One visit, and he understood, and pretty soon, he was writing about her as well.
Truth is, I had trouble not writing about Margaret. First of all, she was eminently quotable, but mainly her garden was a treasure trove of good subjects. She collected camellias, sasanquas, hydrangeas and viburnums. She also had a variety of ground covers that included epimedium, ajuga, lamb's ear, hosta, yellow creeping jenny, and selaginella, just to name a few. All sorts of ferns were mixed in among hundreds of hellebores. She had about every shrub I could think of, and she was always adding the newest selections. If she heard or read good things about a vine ( Schizophragma hydrangeoides 'Moonlight' comes to mind), tree, shrub or perennial she didn't have, she called around until she found one. Thus, her garden was also a sort of laboratory for figuring out what would grow well in our area. If something didn't work, she got rid of it.
In addition, the photo ops were great.

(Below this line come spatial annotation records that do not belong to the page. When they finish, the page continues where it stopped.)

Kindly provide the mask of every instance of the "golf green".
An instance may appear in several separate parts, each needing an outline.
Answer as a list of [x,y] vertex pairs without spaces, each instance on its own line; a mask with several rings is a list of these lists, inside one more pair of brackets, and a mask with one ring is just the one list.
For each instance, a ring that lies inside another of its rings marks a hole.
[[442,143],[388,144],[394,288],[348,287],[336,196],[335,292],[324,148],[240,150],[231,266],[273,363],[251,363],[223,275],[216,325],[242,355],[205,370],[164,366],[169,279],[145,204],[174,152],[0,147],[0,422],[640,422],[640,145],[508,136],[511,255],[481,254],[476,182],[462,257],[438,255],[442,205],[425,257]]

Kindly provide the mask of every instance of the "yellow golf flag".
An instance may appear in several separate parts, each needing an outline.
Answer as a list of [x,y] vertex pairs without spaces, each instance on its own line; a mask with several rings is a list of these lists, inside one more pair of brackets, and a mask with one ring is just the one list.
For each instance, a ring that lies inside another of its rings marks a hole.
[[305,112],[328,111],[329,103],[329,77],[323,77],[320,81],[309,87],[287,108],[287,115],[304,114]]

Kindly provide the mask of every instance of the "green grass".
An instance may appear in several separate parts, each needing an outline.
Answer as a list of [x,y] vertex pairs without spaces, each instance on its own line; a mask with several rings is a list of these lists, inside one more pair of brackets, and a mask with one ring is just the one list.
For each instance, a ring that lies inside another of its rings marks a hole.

Granted, you could never capture the incredible beauty of her garden as a whole, but you could always zero in on individual flowers or a path here or there. Margaret is also a master at plant combinations, so you could marvel at a row of deep blue iris growing in front of a yellow Exbury azalea. One of my favorite slides (wish digital had been back then) is of a purple jackmanii clematis blooming in a maroon colored smoke tree. Stunning. Another combination I loved was a clump of dark maroon hellebores next to a daphne with dusky pink flowers.
Margaret, who is now 95 and who called this afternoon to tell me how beautiful her garden looks today (it was 32 degrees this morning and in mid-afternoon, it's 48), has scheduled things to bloom all year. Of course, most years we can get away with that in Atlanta. But even with setbacks with drought or early freezes or below zero temperatures (haven't had those since the 1980's), her garden bounces back and keeps blooming.

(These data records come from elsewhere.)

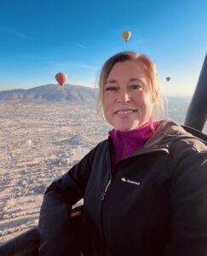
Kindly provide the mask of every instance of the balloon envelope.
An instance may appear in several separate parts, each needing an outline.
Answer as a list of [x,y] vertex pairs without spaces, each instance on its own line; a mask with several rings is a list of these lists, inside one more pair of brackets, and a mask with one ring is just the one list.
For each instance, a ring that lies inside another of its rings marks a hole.
[[128,41],[131,37],[131,32],[129,31],[124,31],[122,37],[125,41]]
[[26,145],[27,147],[30,147],[30,146],[32,145],[32,140],[26,140]]
[[60,72],[60,73],[56,73],[55,79],[56,79],[58,84],[60,86],[63,86],[64,84],[66,82],[67,75],[66,73]]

One thing I've taken for granted is the fact that when you pull up into Margaret's driveway, there's usually something in bloom. I took the above photograph in late October. In the foreground is Abelia chinensis. Why this plant is so unknown in Atlanta, I don't know. It starts blooming in July, attracts butterflies like crazy, and then fades to green in fall. The flower panicles are shaped like lilacs. In this photo, it is shown with Camellia sasanqua 'Pink Snow' in the background.
So, here I am writing about Margaret again, something I've done over and over on this site. But, I can't help it. There's always a new or old variety you haven't seen, the newest "Hosta of the Year" to check out, a miniature ajuga to admire that came from her friend Lindy, or a great combination to copy, like this cascade of flowers along her driveway.